I began to think all would be right with the world.

Pause for effect.

Of course, all is not right. Perhaps more is wrong since. Perhaps that's because technology literally has broadened our view of the world and what goes on — even as news vigilance, of sussing out truths on our behalf, seems to wane. Perhaps it's these scales that have fallen from my eyes as I age.

Germany is unified, the traces of totalitarianism fading with time. Other barriers remain around the world, though, even more menacing despite their invisibility.

Worse regimes remain. Baser regimes have arisen elsewhere in the world. Our own freedoms have diminished at the cost of two airplanes, two buildings and more than 3,000 lives.

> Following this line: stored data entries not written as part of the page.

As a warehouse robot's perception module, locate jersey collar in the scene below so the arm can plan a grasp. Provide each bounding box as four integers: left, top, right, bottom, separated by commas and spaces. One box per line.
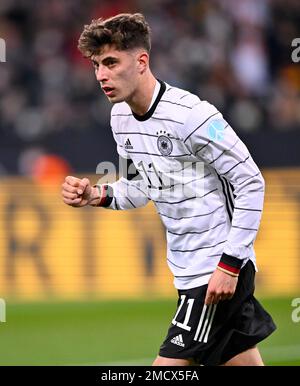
132, 79, 166, 121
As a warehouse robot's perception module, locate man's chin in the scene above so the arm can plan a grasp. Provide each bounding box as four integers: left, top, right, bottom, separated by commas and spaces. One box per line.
107, 96, 124, 103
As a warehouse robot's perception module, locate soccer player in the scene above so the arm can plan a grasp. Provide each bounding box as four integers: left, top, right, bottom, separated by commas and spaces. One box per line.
62, 14, 276, 366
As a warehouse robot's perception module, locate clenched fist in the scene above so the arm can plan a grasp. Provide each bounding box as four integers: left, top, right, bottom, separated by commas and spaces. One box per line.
62, 176, 100, 208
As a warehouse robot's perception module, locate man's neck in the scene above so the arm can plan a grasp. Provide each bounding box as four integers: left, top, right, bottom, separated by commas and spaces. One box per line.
126, 71, 157, 115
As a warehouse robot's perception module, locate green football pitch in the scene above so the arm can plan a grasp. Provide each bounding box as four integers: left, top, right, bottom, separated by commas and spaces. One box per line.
0, 297, 300, 366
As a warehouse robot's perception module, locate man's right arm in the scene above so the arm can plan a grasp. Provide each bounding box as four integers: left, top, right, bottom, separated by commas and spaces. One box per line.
62, 160, 149, 210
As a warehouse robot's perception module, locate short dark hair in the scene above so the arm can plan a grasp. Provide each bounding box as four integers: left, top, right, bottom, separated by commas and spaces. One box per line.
78, 13, 151, 58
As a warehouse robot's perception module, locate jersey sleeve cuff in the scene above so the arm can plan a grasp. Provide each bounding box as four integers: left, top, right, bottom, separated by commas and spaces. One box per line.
218, 253, 243, 275
95, 184, 114, 208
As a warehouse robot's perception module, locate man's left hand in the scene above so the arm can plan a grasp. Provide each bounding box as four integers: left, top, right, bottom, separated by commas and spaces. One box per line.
204, 269, 238, 304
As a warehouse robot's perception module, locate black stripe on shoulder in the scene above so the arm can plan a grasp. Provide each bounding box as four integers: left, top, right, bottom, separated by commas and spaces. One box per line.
151, 117, 184, 125
179, 92, 192, 99
161, 99, 192, 109
221, 155, 250, 176
234, 206, 261, 212
111, 113, 132, 117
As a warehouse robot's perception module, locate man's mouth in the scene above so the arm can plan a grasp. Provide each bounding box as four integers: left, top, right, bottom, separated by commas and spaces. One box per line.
102, 86, 114, 96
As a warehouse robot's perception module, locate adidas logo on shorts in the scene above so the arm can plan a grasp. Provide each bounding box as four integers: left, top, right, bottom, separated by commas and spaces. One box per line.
125, 138, 133, 150
171, 334, 185, 347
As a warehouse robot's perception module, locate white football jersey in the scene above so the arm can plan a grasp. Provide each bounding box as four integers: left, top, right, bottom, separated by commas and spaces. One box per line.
103, 81, 264, 289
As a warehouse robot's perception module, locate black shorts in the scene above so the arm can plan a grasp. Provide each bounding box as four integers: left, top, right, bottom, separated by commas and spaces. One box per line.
159, 261, 276, 366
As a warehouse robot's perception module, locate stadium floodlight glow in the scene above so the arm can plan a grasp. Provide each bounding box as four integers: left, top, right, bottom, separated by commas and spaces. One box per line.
292, 38, 300, 63
0, 299, 6, 323
0, 38, 6, 63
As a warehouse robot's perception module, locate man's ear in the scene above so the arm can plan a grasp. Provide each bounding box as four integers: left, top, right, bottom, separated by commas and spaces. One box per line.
137, 51, 149, 74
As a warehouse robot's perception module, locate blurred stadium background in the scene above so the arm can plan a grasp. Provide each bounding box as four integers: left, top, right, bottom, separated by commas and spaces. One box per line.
0, 0, 300, 365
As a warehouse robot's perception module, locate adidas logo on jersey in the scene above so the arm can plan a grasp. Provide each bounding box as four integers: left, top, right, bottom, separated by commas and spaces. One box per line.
171, 334, 185, 347
125, 138, 133, 150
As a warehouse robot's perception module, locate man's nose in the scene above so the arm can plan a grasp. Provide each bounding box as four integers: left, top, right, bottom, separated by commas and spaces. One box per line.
96, 66, 108, 82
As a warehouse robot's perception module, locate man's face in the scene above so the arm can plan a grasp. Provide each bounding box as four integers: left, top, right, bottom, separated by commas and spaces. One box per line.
91, 45, 141, 103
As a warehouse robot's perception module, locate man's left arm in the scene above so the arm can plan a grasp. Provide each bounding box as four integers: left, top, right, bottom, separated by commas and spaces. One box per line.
185, 102, 264, 303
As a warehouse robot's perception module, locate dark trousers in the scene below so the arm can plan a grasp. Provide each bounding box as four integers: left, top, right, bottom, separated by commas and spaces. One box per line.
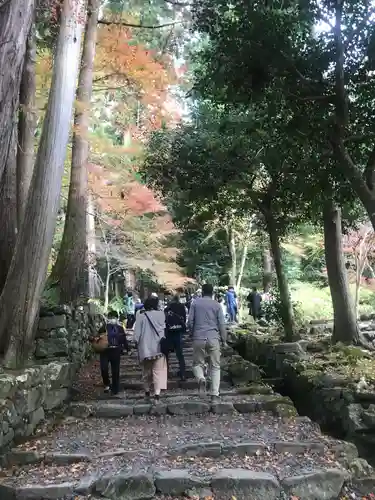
126, 314, 135, 330
100, 347, 121, 394
167, 330, 186, 378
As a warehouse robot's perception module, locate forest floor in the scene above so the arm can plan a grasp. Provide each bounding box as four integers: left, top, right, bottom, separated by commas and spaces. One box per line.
0, 334, 375, 500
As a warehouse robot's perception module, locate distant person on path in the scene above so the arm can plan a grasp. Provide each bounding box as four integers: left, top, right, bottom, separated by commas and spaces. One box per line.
247, 286, 262, 321
125, 292, 135, 330
98, 311, 129, 395
225, 286, 238, 323
188, 284, 227, 401
134, 297, 168, 403
164, 294, 186, 380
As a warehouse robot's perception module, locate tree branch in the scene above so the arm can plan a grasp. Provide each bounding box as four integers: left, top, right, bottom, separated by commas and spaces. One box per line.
98, 19, 182, 30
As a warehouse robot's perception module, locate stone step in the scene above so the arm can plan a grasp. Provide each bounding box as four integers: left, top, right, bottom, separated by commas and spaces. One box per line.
70, 394, 296, 418
121, 379, 232, 391
0, 412, 357, 500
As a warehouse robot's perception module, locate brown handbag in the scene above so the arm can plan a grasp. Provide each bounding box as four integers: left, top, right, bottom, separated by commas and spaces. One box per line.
92, 333, 108, 353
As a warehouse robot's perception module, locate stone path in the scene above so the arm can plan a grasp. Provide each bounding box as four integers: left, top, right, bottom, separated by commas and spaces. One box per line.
0, 334, 375, 500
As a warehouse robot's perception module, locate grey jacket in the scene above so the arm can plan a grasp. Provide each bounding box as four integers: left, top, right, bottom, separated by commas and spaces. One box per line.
134, 311, 165, 361
188, 297, 227, 342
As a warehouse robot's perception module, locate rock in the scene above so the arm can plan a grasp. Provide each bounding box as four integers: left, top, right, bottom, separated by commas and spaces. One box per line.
38, 314, 66, 330
222, 441, 266, 457
133, 404, 151, 415
6, 448, 44, 465
272, 403, 298, 418
45, 452, 92, 465
0, 374, 16, 399
26, 407, 44, 436
93, 403, 133, 418
233, 401, 259, 413
74, 471, 100, 495
93, 471, 156, 500
342, 403, 367, 434
331, 441, 358, 465
155, 469, 205, 495
44, 387, 69, 410
14, 386, 44, 415
273, 441, 325, 455
70, 403, 93, 418
211, 402, 234, 414
35, 337, 69, 359
349, 458, 374, 478
10, 483, 74, 500
168, 401, 210, 415
223, 354, 262, 384
281, 469, 348, 500
211, 469, 280, 500
171, 442, 221, 457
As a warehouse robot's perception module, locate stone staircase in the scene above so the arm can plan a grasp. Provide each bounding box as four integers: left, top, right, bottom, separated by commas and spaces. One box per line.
0, 339, 375, 500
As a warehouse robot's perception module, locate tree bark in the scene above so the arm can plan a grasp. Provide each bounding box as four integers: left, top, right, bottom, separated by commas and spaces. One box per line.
323, 202, 358, 344
0, 0, 35, 293
228, 229, 237, 286
262, 248, 272, 293
0, 0, 84, 368
17, 25, 36, 228
265, 210, 295, 341
52, 0, 99, 303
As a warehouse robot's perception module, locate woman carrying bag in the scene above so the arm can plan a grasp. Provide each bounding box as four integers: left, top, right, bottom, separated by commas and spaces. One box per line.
134, 297, 168, 403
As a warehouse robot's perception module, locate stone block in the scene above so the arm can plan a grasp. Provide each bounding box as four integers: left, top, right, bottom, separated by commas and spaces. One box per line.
211, 469, 281, 500
93, 403, 133, 418
211, 401, 234, 415
35, 337, 69, 359
14, 386, 44, 415
6, 448, 44, 465
222, 441, 266, 457
93, 471, 156, 500
168, 401, 210, 415
281, 469, 348, 500
155, 469, 209, 495
273, 441, 325, 455
44, 387, 69, 410
38, 314, 66, 330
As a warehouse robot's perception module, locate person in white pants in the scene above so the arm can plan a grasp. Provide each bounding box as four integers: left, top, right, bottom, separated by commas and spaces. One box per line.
188, 283, 227, 402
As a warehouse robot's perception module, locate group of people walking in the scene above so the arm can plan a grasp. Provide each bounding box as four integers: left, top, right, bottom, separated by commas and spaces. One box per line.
95, 284, 227, 403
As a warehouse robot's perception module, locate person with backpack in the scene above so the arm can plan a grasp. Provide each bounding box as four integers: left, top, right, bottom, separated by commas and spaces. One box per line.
164, 294, 186, 381
98, 311, 129, 395
134, 297, 168, 403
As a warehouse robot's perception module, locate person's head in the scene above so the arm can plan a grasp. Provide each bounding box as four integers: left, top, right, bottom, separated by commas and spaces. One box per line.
107, 310, 118, 321
202, 283, 214, 297
144, 296, 159, 311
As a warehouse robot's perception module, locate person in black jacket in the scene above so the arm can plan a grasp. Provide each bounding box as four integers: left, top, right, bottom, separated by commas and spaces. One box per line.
98, 311, 129, 395
164, 295, 186, 380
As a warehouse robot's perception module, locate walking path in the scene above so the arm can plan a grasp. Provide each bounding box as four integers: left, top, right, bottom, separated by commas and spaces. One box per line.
0, 332, 375, 500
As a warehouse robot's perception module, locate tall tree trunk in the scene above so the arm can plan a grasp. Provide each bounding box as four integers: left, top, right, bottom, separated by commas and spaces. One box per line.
52, 0, 99, 303
323, 201, 358, 344
0, 143, 17, 293
86, 192, 100, 299
262, 248, 272, 293
0, 0, 35, 293
17, 25, 36, 228
228, 229, 237, 286
265, 210, 294, 341
0, 0, 84, 367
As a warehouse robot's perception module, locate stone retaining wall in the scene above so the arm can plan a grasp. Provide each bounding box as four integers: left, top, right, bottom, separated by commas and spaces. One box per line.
0, 306, 91, 450
233, 333, 375, 461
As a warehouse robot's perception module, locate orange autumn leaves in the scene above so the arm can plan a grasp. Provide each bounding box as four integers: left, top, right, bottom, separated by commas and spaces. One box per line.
95, 25, 175, 130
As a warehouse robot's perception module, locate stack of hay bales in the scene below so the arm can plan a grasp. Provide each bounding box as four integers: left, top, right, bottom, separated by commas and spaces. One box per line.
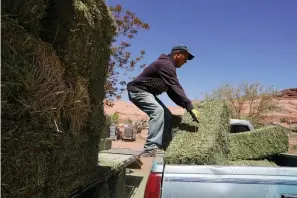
164, 101, 288, 166
1, 0, 115, 197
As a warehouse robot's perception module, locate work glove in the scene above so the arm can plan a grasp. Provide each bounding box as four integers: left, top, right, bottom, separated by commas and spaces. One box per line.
190, 109, 200, 122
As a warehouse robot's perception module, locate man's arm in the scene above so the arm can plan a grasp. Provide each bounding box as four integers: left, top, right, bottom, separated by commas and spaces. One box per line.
159, 65, 194, 111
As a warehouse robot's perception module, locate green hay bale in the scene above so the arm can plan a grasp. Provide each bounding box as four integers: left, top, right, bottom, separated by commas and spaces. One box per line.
224, 160, 277, 167
1, 17, 98, 197
229, 126, 289, 161
1, 0, 48, 35
164, 101, 229, 164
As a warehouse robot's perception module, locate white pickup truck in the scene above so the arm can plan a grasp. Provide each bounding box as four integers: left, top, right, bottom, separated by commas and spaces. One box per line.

I used to think the world was moving toward that depicted in V for Vendetta, the movie based on the Alan Moore/David Lloyd graphic novel which is commentary on Margaret Thatcher-led Great Britain. I used to think the world would descend beneath a regime that manufactures fear and salvation over it.

Now I see that the world is not a graphic novel, would not be so tidy, would not fit between the pages of a novel. It's too complex in its simplicity, too glacial for a sentence to sustain.

I see instead that money moves the world. Ideology exists to the extent it can move and concentrate money. Money, I'm seeing, trumps Democracy, trumps Communism, trumps caliphates. Money concentrates the power in the United States, power that games the system, that begets groups like Citizens United (no Orwellian irony there!) which gives concentrated money more power to control elections, that lets our bankers bungle our money scot-free and profitably. Concentrated power allows stupidity to be legislated into school curricula and science policy.

I'm just starting to learn about the Transatlantic Trade and Investment Partnership, an agreement the European Union and the United States are negotiating, ostensibly to streamline policy and break down walls blocking trade.

Critics — mostly from Europe; I have not heard anything about this agreement despite news dripping into my ears through the day — are raising outcry over whether the TTIP is a Trojan horse, giving corporations greater power to sue against government safeguards and policies.

I'm no expert, of course, but it would not surprise me that money motivated this agreement — concentrated money — and that what is touted as beneficial for working people really isn't.

Canadian Broadcasting has an interesting story about a 1988 Bruce Springsteen concert in East Berlin — sponsored by the East German government — that drew thousands of young East Germans and heralded the fall of the wall, perhaps by a show of how many longed to knock it down.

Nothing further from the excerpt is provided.